The prospective ambassador [Susan Rice] has been quoted extensively that she would never allow a situation like the genocide in Rwanda to unroll again, so she was asked repeatedly about how she would confront the government in Sudan over the killings in Darfur, where more than 200,000 people have died since violence between rebels and government-backed militias erupted in 2003, as well as about other crises in Africa. Ms. Rice said she thought the United States could muster more support from countries like China and Russia on Sudan or Zimbabwe or other issues by stressing through quiet diplomacy where the interests of great powers converge with those of the region.
The Washington Post, 10/02/06, Susan Rice, in her own words:
After three years of fruitless negotiation and feckless rhetoric, it's time to go beyond unenforced U.N. resolutions to a new kind of resolution: the firm resolve to act. Will world leaders continue to give the perpetrators of genocide a veto over international action to stop it? Unless something changes dramatically, the answer seems to be yes. ...
History demonstrates that there is one language Khartoum understands: the credible threat or use of force. After Sept. 11, 2001, when President Bush issued a warning to states that harbor terrorists, Sudan -- recalling the 1998 U.S. airstrike on Khartoum -- suddenly began cooperating on counterterrorism.

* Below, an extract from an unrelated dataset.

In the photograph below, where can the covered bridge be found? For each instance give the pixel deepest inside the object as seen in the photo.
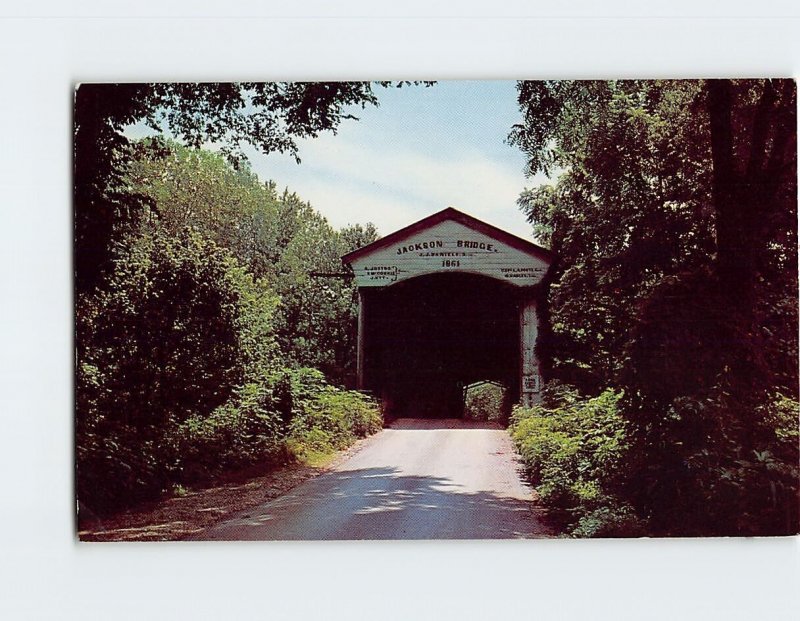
(443, 303)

It's time to get tough with Sudan again.
After swift diplomatic consultations, the United States should press for a U.N. resolution that issues Sudan an ultimatum: accept unconditional deployment of the U.N. force within one week or face military consequences. The resolution would authorize enforcement by U.N. member states, collectively or individually. International military pressure would continue until Sudan relented.
The United States, preferably with NATO involvement and African political support, would strike Sudanese airfields, aircraft and other military assets. It could blockade Port Sudan, through which Sudan's oil exports flow. Then U.N. troops would deploy -- by force, if necessary, with U.S. and NATO backing.
If the United States fails to gain U.N. support, we should act without it. Impossible? No, the United States acted without U.N. blessing in 1999 in Kosovo to confront a lesser humanitarian crisis (perhaps 10,000 killed) and a more formidable adversary. Under NATO auspices, it bombed Serbian targets until Slobodan Milosevic acquiesced. Not a single American died in combat. Many nations protested that the United States violated international law, but the United Nations subsequently deployed a mission to administer Kosovo and effectively blessed NATO military action retroactively.
I'm not necessarily in favor of bombing Sudan, but you'd have to be willfully blind not to see a profound difference in the tone of her remarks yesterday versus what she said two years ago.